ROS2 + Conda(CUDA/Torch)在 WSL2 上的混用指南
ROS2 + Conda(CUDA/Torch)在 WSL2 上的混用指南
环境与目标
环境信息
- WSL2 kernel:Linux-6.6.87.2-microsoft-standard-WSL2
- ROS2:Humble(Ubuntu 22.04)
- Conda env:audio2exp(torch nightly + CUDA 可用)
- GPU:NVIDIA GeForce RTX 5080 Laptop GPU,capability 12.0
- onnxruntime providers:TensorrtExecutionProvider, CUDAExecutionProvider, CPUExecutionProvider
目标拓扑
- 节点 A:发布音频
/audio/pcm - 节点 B:订阅音频并推理,发布
/face/arkit52
核心概念扫盲
ROS_DOMAIN_ID
DDS 的“逻辑隔离号”,同一网络中:
- Domain 不同:互相完全看不到
- Domain 相同:才可能发现与通信
RMW_IMPLEMENTATION
ROS2 的中间件抽象层(RMW)选择,决定底层 DDS 实现:
- Humble 默认:
rmw_fastrtps_cpp(FastDDS) - 常用替代:
rmw_cyclonedds_cpp(CycloneDDS,WSL2 下更稳定)
为什么 ros2 run 在 Conda 里找不到 Torch?ros2 run 调用的是 workspace 安装目录里的入口脚本,该脚本第一行 shebang 会被构建时的 Python 固定(通常是 /usr/bin/python3)。

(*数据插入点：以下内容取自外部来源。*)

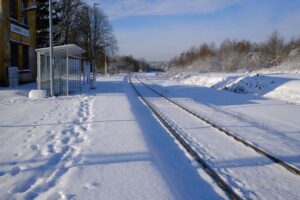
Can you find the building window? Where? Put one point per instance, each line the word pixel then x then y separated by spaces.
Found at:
pixel 25 56
pixel 13 9
pixel 14 54
pixel 24 13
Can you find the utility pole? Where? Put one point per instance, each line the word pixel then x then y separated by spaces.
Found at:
pixel 105 64
pixel 51 47
pixel 93 82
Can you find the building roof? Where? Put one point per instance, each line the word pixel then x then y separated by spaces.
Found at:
pixel 62 50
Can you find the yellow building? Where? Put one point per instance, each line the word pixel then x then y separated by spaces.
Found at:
pixel 17 39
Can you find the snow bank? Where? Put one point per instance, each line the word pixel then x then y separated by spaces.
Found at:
pixel 269 84
pixel 37 94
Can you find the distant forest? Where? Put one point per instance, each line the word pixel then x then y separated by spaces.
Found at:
pixel 234 55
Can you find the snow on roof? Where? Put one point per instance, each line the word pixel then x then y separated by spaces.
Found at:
pixel 62 50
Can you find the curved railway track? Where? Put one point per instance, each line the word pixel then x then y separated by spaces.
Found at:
pixel 259 150
pixel 221 183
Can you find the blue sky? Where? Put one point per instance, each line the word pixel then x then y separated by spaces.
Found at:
pixel 157 30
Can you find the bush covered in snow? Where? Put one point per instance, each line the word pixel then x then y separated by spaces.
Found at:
pixel 234 55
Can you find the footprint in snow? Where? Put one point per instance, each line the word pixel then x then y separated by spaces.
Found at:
pixel 15 170
pixel 34 147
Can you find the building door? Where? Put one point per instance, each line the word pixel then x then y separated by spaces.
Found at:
pixel 14 54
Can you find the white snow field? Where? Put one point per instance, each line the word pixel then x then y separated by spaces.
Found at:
pixel 250 174
pixel 275 85
pixel 101 144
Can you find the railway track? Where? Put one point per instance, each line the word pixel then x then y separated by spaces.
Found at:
pixel 259 150
pixel 223 182
pixel 210 171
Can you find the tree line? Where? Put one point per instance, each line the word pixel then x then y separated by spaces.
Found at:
pixel 234 55
pixel 76 22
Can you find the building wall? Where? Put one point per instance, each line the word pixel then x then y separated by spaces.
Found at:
pixel 7 36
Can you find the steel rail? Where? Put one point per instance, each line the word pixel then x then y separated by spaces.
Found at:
pixel 210 171
pixel 259 150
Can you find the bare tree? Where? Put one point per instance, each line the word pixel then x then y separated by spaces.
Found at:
pixel 67 10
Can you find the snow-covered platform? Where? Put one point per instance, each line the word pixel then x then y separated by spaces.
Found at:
pixel 101 145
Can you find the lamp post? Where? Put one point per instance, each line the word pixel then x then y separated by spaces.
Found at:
pixel 51 47
pixel 105 64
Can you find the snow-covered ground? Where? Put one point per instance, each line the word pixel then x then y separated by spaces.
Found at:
pixel 102 144
pixel 106 144
pixel 248 172
pixel 283 86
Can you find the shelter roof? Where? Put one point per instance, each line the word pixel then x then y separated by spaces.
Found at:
pixel 62 50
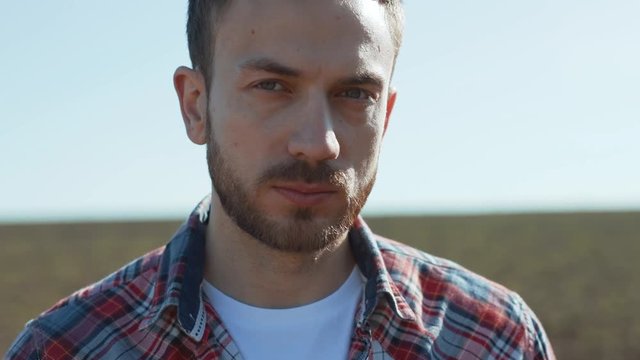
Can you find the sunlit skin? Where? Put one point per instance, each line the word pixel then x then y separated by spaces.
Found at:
pixel 293 80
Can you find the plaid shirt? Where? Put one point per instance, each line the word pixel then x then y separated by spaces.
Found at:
pixel 414 306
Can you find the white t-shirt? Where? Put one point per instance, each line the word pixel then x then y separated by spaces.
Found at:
pixel 320 330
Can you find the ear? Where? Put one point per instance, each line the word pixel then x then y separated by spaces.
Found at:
pixel 192 94
pixel 391 102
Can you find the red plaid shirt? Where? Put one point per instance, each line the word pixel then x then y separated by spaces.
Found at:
pixel 414 306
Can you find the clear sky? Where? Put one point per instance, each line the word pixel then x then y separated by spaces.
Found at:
pixel 503 106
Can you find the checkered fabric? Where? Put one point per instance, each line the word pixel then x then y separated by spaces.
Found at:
pixel 414 306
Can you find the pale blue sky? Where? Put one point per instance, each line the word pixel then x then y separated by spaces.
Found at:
pixel 503 106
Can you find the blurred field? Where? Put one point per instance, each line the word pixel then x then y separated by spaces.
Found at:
pixel 579 272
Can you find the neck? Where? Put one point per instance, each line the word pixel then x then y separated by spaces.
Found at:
pixel 253 273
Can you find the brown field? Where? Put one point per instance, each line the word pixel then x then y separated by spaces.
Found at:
pixel 579 272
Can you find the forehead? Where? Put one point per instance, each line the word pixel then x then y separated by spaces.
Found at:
pixel 312 35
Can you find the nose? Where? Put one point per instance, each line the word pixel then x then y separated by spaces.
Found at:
pixel 314 139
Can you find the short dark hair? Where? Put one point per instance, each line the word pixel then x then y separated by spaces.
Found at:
pixel 203 16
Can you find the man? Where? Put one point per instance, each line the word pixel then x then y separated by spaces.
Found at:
pixel 292 99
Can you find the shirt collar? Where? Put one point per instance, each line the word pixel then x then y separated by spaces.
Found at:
pixel 181 270
pixel 380 289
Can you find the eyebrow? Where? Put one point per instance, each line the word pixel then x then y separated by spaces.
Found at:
pixel 269 65
pixel 364 78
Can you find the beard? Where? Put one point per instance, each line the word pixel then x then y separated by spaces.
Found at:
pixel 303 231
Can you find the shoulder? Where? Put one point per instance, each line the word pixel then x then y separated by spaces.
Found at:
pixel 461 310
pixel 115 299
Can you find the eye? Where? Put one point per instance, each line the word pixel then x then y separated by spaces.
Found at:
pixel 269 85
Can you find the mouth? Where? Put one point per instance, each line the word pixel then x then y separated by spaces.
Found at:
pixel 306 194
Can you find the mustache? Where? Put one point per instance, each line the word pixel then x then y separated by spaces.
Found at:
pixel 299 170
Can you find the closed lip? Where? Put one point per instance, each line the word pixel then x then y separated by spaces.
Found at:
pixel 306 194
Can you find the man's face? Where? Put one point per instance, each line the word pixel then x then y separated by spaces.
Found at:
pixel 297 108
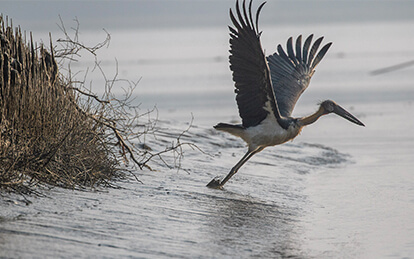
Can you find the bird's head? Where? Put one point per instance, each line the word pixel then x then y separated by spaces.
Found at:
pixel 330 106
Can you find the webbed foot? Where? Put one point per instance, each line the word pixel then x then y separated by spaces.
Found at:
pixel 215 183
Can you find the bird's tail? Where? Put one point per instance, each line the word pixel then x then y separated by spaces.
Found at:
pixel 236 130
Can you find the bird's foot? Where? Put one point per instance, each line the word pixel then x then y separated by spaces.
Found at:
pixel 215 184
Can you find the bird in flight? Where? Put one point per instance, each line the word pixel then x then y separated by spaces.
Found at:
pixel 267 88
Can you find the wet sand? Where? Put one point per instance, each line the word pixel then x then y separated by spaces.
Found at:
pixel 337 191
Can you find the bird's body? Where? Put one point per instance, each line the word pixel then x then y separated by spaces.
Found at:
pixel 267 88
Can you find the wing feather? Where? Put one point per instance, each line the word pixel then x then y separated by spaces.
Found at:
pixel 291 73
pixel 251 74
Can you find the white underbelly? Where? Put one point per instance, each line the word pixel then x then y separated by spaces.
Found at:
pixel 268 133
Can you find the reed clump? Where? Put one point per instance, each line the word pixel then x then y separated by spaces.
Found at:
pixel 47 134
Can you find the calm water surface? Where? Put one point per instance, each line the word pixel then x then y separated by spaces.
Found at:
pixel 337 191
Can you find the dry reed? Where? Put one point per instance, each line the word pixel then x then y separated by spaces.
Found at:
pixel 53 132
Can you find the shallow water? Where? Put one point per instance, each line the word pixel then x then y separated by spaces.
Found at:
pixel 337 191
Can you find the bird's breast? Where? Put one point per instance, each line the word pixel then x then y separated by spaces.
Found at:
pixel 269 133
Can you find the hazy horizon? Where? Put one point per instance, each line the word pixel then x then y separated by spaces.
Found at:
pixel 115 15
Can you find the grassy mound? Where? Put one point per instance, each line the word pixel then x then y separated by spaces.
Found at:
pixel 46 134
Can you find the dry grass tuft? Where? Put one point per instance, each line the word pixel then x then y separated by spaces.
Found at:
pixel 54 131
pixel 44 135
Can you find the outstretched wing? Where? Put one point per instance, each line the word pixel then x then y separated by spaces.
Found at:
pixel 255 97
pixel 291 72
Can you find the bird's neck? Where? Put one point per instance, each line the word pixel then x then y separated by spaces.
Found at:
pixel 312 118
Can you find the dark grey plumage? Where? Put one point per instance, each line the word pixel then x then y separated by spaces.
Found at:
pixel 250 70
pixel 291 72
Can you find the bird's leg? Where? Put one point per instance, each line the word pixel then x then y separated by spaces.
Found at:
pixel 216 183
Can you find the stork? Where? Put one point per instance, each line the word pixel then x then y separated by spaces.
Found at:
pixel 267 88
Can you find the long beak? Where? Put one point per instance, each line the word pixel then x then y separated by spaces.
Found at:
pixel 346 115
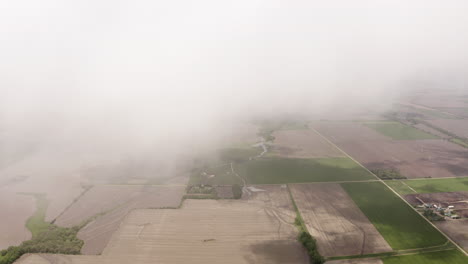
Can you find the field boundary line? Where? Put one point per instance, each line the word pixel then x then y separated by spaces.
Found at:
pixel 409 187
pixel 440 178
pixel 397 194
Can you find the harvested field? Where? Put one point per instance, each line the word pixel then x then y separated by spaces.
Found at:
pixel 457 199
pixel 99 199
pixel 206 231
pixel 458 127
pixel 431 130
pixel 302 144
pixel 224 192
pixel 275 200
pixel 15 209
pixel 334 220
pixel 456 230
pixel 439 257
pixel 414 159
pixel 201 231
pixel 430 185
pixel 42 174
pixel 283 170
pixel 399 224
pixel 355 261
pixel 97 233
pixel 342 132
pixel 399 131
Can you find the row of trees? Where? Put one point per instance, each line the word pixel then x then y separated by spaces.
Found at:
pixel 59 240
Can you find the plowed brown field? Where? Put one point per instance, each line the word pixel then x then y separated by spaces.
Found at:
pixel 414 158
pixel 202 231
pixel 15 210
pixel 96 234
pixel 302 144
pixel 331 216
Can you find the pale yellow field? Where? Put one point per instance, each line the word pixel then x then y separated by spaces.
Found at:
pixel 335 221
pixel 356 261
pixel 302 144
pixel 202 231
pixel 15 210
pixel 97 234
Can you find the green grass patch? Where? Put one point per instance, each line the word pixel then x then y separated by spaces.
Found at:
pixel 439 257
pixel 399 131
pixel 36 223
pixel 237 155
pixel 400 187
pixel 46 237
pixel 307 241
pixel 461 142
pixel 397 222
pixel 218 175
pixel 277 170
pixel 388 174
pixel 284 170
pixel 432 185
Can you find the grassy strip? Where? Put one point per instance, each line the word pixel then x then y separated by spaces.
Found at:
pixel 459 141
pixel 446 246
pixel 439 257
pixel 277 170
pixel 453 137
pixel 304 237
pixel 388 174
pixel 36 223
pixel 284 170
pixel 430 185
pixel 399 131
pixel 46 237
pixel 397 222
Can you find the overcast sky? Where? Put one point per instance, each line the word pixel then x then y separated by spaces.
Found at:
pixel 132 74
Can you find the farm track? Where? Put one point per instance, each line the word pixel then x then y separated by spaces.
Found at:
pixel 396 193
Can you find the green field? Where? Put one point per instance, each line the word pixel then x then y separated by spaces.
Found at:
pixel 430 186
pixel 222 176
pixel 283 170
pixel 439 257
pixel 399 131
pixel 36 223
pixel 459 142
pixel 397 222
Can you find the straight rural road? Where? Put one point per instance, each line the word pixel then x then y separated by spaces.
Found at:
pixel 378 179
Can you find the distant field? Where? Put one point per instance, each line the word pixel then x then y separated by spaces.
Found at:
pixel 218 175
pixel 399 131
pixel 440 257
pixel 401 227
pixel 36 223
pixel 282 170
pixel 430 186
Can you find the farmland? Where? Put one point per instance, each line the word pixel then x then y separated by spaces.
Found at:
pixel 278 170
pixel 401 227
pixel 399 131
pixel 302 144
pixel 456 230
pixel 440 257
pixel 206 231
pixel 434 158
pixel 339 226
pixel 430 186
pixel 458 127
pixel 19 208
pixel 97 233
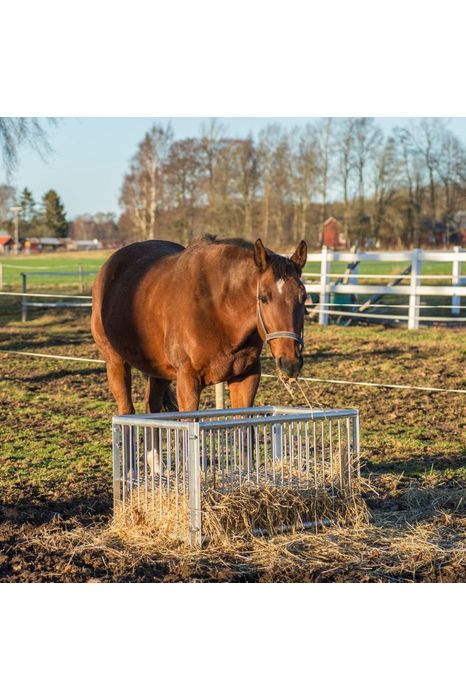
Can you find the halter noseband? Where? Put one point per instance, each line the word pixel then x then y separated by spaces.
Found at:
pixel 277 334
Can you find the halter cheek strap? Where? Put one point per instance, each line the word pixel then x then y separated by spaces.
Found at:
pixel 277 334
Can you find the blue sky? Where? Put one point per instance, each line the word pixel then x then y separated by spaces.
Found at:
pixel 91 155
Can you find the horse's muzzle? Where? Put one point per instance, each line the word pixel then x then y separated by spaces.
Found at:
pixel 290 367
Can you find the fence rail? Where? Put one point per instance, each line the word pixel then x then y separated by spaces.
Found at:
pixel 409 284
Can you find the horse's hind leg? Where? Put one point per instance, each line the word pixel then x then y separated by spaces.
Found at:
pixel 155 392
pixel 119 379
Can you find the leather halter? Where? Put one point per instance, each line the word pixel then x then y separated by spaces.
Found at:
pixel 276 334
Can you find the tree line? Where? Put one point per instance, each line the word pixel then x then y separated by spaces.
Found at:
pixel 44 219
pixel 404 188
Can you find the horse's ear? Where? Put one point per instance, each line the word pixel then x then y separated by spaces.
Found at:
pixel 299 257
pixel 261 257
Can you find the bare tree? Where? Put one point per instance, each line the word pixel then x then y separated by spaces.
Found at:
pixel 305 177
pixel 325 146
pixel 18 131
pixel 142 191
pixel 413 180
pixel 345 148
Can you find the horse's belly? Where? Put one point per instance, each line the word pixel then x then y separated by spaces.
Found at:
pixel 225 368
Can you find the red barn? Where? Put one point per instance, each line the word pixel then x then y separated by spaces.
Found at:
pixel 331 235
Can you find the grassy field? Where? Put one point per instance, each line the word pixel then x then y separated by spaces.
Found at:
pixel 55 465
pixel 91 261
pixel 50 265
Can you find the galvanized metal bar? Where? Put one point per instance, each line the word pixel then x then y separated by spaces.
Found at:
pixel 116 467
pixel 194 469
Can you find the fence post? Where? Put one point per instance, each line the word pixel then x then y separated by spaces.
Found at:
pixel 455 280
pixel 81 279
pixel 24 288
pixel 324 280
pixel 413 313
pixel 220 395
pixel 194 476
pixel 116 468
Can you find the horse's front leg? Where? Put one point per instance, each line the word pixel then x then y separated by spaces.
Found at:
pixel 188 389
pixel 243 389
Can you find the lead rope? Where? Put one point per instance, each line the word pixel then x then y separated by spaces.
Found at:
pixel 295 382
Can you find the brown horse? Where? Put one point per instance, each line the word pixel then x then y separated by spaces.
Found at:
pixel 198 315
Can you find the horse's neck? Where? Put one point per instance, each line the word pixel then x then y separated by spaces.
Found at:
pixel 237 299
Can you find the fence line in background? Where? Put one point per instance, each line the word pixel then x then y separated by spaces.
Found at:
pixel 413 289
pixel 267 376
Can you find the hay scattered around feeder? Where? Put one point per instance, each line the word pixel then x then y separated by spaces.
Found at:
pixel 242 513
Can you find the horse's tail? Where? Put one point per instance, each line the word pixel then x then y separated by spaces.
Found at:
pixel 169 399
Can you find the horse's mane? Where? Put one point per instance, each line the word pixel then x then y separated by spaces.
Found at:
pixel 282 267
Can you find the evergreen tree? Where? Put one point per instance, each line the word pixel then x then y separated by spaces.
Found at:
pixel 54 216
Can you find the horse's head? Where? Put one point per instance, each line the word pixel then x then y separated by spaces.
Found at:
pixel 280 305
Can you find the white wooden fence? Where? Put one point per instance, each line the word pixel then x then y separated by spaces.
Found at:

因此即使激活 Conda 环境,ros2 run 仍会用系统 Python 运行,自然无法导入 Conda 里的 Torch。
踩坑记录与解决方案
问题 1:WSL2 上 ROS2 “能发但收不到 / 发现不到”
定位方法:先测 DDS 组播是否正常:
ros2 multicast receive
ros2 multicast send
解决步骤:
- 若
receive能收到Hello World!,说明网络层 OK; - 确保双方
ROS_DOMAIN_ID一致; - 尝试切换 RMW 为
rmw_cyclonedds_cpp(WSL2 + FastDDS 偶发 discovery 兼容问题)。
问题 2:设置 RMW_IMPLEMENTATION=rmw_cyclonedds_cpp 后终端崩溃
典型原因:
- 没装 CycloneDDS RMW 包;
- Conda 抢了
PYTHONPATH/LD_LIBRARY_PATH,导致 ROS2 Python 包路径异常; - 脚本里
set -e:某个命令非 0 返回会让整个脚本直接退出。
解决:
- 脚本顺序:先 ROS2,再 Conda,最后补 ROS2 的
PYTHONPATH; - 先不强行设 RMW,等确认安装与可用后再打开;
- 调试阶段可暂时去掉
set -e,或包一层|| true。
问题 3:自定义 msg 包 colcon build 报错:缺 catkin_pkg / 缺 em
推荐解决路线(最稳):构建用系统 Python
conda deactivate
cd ~/ws_audio2exp
rm -rf build/ install/ log/
unset PYTHON_EXECUTABLE
unset Python3_EXECUTABLE
unset CMAKE_PREFIX_PATH
hash -r
source /opt/ros/humble/setup.bash
colcon build
问题 4:message 包报错:package.xml 需要 member_of_group
解决:在 audio_msgs/package.xml 中加入:
<export>
<build_type>ament_cmake</build_type>
<member_of_group>rosidl_interface_packages</member_of_group>
</export>
问题 5:Ctrl+C 退出时报 RCLError(双 shutdown)
解决:用 try_shutdown()
def main():
rclpy.init()
node = AudioSub()
try:
rclpy.spin(node)
except KeyboardInterrupt:
pass
finally:
node.destroy_node()
rclpy.try_shutdown()
问题 6:在 Conda 环境里运行节点,Torch/ONNX Runtime 仍 “No module named”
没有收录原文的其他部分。